And so ended the last feeble effort to disturb King Henry’s government in the name of Prince Louis, and with Fitzarnulph expired the faction that had survived Pembroke’s wise and vigorous protectorate. From that time no man, save in ridicule of French claims, ventured to shout “Montjoie, St. Denis! God aid us and our Lord Louis!” Whatever the troubles of Henry’s long reign – and they were many – no faction devoted to the French interfered to rouse hostilities between the two antagonistic parties, one of which had been represented by the great barons who forced John to sign the Great Charter under the oak of Runnymede; and the other by the patriot warriors who, to save their country from thraldom to France, fought so valiantly on the memorable day of Lincoln Fair.

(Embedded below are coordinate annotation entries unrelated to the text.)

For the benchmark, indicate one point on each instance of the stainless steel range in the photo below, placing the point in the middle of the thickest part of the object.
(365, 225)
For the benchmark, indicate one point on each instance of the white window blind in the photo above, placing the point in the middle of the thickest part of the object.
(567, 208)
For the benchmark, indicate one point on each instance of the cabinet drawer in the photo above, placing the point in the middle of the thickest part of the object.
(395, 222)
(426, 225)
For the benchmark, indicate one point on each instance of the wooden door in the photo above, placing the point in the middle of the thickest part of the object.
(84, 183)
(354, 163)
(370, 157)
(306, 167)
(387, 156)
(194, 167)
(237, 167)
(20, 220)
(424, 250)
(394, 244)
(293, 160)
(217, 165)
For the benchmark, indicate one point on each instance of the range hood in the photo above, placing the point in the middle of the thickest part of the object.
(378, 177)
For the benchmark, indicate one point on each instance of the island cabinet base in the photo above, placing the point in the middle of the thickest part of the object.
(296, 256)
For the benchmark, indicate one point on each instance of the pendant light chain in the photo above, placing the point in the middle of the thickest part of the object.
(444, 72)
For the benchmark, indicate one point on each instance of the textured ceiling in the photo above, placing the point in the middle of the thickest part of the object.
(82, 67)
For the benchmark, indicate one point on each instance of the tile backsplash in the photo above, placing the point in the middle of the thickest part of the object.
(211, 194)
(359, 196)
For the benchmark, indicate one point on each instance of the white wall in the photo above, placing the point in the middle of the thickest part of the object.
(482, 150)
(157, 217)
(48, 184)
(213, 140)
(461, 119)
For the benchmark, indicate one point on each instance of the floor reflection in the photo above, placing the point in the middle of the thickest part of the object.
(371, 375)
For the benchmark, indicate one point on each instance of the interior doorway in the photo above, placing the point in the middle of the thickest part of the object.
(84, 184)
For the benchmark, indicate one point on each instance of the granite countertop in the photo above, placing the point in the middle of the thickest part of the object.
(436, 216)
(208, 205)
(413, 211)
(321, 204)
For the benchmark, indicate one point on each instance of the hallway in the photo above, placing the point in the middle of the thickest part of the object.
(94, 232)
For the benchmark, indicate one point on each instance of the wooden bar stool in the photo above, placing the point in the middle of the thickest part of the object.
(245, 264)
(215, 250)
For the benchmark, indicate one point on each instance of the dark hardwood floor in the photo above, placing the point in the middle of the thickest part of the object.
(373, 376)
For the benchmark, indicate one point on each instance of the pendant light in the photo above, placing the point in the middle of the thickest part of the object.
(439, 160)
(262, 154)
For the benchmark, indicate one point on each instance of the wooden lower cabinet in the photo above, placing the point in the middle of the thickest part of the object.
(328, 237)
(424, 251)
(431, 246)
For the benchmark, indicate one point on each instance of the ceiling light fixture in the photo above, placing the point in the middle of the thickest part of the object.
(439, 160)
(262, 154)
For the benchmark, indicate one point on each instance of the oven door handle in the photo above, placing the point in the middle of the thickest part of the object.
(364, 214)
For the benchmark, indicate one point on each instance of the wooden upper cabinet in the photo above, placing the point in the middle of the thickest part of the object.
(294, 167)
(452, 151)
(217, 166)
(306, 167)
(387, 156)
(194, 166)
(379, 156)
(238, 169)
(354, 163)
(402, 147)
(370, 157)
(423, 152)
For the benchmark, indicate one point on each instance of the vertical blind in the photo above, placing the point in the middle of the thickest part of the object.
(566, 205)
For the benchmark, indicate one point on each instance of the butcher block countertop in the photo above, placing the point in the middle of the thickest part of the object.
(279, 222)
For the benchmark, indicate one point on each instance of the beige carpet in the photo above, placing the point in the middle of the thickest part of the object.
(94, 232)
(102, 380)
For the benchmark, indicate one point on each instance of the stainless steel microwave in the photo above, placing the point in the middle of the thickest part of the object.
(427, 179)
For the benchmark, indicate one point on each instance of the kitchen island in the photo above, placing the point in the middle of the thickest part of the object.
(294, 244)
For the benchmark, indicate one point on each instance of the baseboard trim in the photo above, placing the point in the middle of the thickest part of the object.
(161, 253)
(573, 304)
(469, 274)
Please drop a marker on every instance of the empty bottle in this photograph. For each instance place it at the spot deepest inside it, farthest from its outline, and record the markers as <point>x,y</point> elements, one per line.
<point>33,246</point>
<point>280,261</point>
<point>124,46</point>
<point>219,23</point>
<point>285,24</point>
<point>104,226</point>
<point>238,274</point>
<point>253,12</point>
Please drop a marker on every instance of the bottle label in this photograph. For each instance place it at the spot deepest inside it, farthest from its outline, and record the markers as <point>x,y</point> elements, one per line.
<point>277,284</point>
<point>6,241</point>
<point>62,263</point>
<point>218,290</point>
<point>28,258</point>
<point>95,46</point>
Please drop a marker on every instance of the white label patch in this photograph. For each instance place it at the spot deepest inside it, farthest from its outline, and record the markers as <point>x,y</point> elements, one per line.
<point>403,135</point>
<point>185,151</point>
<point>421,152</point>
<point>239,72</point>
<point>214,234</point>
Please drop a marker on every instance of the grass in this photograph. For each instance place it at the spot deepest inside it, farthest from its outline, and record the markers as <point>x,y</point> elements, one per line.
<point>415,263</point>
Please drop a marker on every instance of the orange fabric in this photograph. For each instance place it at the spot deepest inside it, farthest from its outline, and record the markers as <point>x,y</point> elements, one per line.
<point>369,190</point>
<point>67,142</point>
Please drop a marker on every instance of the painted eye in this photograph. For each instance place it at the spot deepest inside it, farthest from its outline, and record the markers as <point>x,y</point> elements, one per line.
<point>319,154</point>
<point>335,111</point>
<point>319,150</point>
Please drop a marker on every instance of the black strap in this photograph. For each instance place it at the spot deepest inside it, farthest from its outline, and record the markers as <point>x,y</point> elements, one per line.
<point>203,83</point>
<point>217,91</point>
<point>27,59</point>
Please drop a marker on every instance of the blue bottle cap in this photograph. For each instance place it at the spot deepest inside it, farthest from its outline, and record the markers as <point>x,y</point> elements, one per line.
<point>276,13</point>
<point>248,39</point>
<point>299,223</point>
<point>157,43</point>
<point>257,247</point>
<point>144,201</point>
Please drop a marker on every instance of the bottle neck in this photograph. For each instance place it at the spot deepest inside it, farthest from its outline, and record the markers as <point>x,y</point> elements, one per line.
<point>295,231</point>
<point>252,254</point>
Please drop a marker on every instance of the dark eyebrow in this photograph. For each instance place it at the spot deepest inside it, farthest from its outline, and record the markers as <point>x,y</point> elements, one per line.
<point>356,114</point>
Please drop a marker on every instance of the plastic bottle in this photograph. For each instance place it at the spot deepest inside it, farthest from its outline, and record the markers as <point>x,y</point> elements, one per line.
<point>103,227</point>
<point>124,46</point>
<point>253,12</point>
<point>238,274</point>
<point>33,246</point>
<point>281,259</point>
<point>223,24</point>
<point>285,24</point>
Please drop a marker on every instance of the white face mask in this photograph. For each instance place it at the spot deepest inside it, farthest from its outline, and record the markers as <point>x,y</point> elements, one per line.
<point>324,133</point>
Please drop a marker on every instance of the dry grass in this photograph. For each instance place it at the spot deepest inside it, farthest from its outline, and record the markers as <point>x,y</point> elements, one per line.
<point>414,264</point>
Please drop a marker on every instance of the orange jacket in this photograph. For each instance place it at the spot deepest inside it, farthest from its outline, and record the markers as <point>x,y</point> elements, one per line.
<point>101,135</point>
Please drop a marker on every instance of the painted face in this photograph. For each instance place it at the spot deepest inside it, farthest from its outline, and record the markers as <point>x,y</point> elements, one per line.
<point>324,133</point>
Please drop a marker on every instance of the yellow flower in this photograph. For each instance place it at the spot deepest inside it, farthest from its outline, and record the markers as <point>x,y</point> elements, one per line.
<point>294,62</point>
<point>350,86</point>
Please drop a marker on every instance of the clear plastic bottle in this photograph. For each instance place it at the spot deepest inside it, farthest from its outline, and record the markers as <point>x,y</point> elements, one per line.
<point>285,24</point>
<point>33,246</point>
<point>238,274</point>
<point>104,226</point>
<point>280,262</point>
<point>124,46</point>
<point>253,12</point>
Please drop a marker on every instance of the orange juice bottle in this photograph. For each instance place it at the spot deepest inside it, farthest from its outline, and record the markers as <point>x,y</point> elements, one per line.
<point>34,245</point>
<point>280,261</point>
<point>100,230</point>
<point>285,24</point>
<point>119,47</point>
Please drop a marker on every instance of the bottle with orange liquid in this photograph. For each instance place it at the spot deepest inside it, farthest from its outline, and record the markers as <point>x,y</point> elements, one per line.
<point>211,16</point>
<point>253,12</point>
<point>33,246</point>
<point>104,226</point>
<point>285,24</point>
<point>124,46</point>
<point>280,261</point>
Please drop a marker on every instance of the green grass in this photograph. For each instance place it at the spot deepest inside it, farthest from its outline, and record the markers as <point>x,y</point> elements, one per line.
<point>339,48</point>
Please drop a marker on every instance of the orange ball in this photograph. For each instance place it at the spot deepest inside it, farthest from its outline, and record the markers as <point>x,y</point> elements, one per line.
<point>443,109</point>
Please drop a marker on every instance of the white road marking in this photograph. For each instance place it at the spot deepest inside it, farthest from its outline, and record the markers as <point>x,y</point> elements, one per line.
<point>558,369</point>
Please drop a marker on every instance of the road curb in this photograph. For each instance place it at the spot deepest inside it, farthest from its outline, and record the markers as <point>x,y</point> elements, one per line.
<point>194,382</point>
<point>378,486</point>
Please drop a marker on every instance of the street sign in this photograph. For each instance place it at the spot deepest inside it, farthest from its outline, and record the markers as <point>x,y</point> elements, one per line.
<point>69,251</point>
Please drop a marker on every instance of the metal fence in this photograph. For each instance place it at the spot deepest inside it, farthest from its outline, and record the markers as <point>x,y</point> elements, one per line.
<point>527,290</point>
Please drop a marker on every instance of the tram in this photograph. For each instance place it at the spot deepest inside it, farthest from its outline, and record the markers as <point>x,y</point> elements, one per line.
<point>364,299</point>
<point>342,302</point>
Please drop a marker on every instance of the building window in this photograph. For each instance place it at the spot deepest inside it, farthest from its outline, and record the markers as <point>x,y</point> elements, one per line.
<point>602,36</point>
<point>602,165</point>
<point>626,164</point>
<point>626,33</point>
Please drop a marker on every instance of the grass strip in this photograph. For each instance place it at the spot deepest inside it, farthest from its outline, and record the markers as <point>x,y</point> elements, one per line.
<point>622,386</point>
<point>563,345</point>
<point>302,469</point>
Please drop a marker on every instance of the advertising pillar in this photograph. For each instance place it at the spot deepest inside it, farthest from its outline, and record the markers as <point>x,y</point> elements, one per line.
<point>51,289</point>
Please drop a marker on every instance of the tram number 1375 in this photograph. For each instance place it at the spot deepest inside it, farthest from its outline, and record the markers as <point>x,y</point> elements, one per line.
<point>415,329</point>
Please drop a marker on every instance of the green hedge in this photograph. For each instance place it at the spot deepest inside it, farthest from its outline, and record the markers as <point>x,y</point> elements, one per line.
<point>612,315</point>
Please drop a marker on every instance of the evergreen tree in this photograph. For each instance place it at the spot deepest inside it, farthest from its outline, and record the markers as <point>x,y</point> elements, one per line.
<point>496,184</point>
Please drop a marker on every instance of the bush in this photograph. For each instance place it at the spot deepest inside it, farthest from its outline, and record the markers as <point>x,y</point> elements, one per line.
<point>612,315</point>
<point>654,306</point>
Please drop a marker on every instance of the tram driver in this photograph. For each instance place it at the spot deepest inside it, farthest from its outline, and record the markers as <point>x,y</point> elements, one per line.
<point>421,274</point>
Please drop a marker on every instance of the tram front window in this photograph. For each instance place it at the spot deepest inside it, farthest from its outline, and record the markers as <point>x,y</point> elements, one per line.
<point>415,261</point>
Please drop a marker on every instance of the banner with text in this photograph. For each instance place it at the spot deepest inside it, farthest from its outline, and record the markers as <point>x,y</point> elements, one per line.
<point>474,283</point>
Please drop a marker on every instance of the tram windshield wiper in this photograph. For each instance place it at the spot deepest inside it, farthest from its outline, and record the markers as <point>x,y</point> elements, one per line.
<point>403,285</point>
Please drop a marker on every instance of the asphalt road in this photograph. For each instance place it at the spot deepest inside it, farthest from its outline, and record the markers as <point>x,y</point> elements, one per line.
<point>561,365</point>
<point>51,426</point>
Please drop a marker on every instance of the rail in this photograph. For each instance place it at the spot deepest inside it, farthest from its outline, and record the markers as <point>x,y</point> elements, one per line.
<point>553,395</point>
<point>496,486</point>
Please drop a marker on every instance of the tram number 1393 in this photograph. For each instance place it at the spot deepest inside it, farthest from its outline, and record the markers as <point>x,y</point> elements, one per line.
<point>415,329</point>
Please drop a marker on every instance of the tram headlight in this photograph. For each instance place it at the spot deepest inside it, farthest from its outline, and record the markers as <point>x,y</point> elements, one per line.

A few words will suffice to satisfy any curiosity the reader may feel as to the further career of the personages who have figured in the foregoing history. In due time Oliver Icingla led Beatrix de Moreville to the hymeneal altar, and in due time, also, goodly sons and daughters grew up around them to perpetuate the ancient lines of Icingla and De Moreville, both of which names, however, were soon veiled under the title of one of England’s proudest earldoms. Years afterwards, Icinglas were in the train of Prince Edward when he so rashly chased the London militia from the field of Lewes; and, later still, they followed him in the battle of Evesham, when the life and the faction of Simon de Montfort were both extinguished; when, again, that great prince went upon his crusade, there were scions of the old Anglo-Saxon lords of Oakmede by his side; and, indeed, throughout the whole of the long and wise reign of the first Edward, Moreville-Icinglas were his faithful and cherished friends. As for Oliver himself, he and his friend William de Collingham occupied a foremost place in the field and in the council under King Henry, who, had he paid more heed to their advice, and less to that of the foreign favourites by whom he surrounded himself, might have been saved many of those troubles which distracted his reign. To Ralph Hornmouth was committed the task of teaching the young Icinglas how to govern their steeds and to handle their weapons, and of this business he was as proud as if he had been made Lord High Marshal of England. Wolf, the son of Styr, succeeded to his post. Sir Anthony Waledger, in one of the paroxysms of madness brought on by his deep potations, leaped from the battlements of his castle while in fancied combat with a wild boar, and was dashed to pieces on the stones of the courtyard. Hugh de Moreville, as Abbot of Dryburgh, found a field in which to gratify his love of power and rule, which he exercised so sternly as to be called and be long remembered as “The Hard Abbot.” The other personages who have strutted their little hour upon our mimic stage need not be further noticed.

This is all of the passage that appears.